We started to eat our dinner, pizza, when the hubs threw a fit. I'd started to complain about his choice of pizza- goat cheese and tomato- when all of a sudden he threw his chair back and shot up. "I'm not fucking taking this." He stormed upstairs and slammed the door shut.
I looked around incredulously before deciding, fuck this! The hubs had been in a bad mood since he got home. Said he'd had a shitty day. Things only got worse after he had an unsuccessful errand. I wasn't going to deal with it even though I'd started to complain about his pizza selection- one that I'd told him not to buy in the first place. I kept on eating at my slice, staring blankly at the TV.

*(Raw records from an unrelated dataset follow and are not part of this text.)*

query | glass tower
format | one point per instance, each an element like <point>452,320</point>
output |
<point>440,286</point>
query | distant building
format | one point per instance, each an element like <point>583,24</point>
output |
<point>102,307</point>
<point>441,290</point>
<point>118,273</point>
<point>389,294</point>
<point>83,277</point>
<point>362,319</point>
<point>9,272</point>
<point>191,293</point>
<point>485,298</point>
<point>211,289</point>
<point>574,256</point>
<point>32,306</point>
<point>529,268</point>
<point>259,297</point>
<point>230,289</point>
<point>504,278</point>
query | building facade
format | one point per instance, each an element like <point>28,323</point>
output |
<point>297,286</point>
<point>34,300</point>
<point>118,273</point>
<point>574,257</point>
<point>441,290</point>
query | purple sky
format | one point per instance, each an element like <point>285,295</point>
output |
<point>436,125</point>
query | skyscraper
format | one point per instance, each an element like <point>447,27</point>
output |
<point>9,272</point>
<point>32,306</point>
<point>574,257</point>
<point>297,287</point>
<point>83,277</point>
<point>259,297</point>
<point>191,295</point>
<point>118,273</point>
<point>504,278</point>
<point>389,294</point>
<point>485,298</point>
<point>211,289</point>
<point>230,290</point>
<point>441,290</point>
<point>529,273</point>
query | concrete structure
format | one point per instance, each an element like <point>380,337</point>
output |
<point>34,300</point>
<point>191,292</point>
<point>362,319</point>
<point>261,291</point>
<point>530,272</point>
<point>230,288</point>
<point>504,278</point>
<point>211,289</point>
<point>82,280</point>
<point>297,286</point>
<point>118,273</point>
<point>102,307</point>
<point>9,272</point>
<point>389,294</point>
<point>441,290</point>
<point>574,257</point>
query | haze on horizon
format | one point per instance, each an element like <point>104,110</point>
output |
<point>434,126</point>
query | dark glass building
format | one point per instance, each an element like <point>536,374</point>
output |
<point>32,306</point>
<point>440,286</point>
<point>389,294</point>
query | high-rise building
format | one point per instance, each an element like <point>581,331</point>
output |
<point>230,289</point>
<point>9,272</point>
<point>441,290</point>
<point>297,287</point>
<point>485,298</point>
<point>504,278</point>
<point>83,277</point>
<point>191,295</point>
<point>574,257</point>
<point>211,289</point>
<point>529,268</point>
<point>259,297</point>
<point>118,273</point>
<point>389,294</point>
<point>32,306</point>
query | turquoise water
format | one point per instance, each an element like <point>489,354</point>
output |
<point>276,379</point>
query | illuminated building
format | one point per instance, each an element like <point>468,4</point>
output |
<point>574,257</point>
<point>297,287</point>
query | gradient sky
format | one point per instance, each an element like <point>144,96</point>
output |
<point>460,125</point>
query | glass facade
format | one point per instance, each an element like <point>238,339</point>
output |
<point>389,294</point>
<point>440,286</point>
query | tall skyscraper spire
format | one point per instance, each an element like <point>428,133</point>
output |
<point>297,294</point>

It wasn't long before he came stomping back downstairs. He came up to the table, snatched up the pizza, and threw it into the trash can. "Are you fucking serious!? What the hell are you doing!?" I screamed. He stayed silent as he slammed a new pepperoni pizza into the oven. "You can eat that by yourself, cuz I'm done eating," I screamed. I plopped down on the couch and he quickly followed. He started yelling about how he's unappreciated and how negative I am. He said I'm always bitching, and that he wasn't going to have it anymore. He went on with his tantrum, which climaxed into him tearing his shirt in half. Why!??? Because he's a freakin' Neanderthal!
The point is... he came home pissed, and then exploded on me in the most maddening manner. He ended up sort-of apologizing, and tried to suck up the rest of the night. I don't think I even want to sleep in the same bed tonight. I'm still pissed.

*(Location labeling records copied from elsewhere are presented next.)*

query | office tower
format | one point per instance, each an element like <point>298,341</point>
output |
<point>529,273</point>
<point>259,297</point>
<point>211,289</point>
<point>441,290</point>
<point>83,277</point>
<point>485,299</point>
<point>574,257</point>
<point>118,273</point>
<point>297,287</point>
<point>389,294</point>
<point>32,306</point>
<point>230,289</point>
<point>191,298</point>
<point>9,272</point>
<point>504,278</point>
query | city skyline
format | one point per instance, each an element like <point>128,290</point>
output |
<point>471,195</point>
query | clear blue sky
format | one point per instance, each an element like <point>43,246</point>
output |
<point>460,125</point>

He's pointed out my negative attitude before. I'm not gonna deny that I was bitching. However, there's NOOOO reason for him to have acted like that. He completely overreacted when he could have just as easily put a brake on me by saying that he didn't have the temperament to deal with me and I would have understood. Instead he turned it into something violent.
Aaaand how the DARE he!? All the bullshit I've had to deal with... alcohol problems...other females...and he has the audacity!? He yells at me like I'M the worst person in the world. How do I elicit that kind of response when he's done worse? Never in my life! Never in my life have I had to deal with some of the stuff I deal with now.
It sucks because I love him, but I always wonder if this is something that I can put up with for the long haul.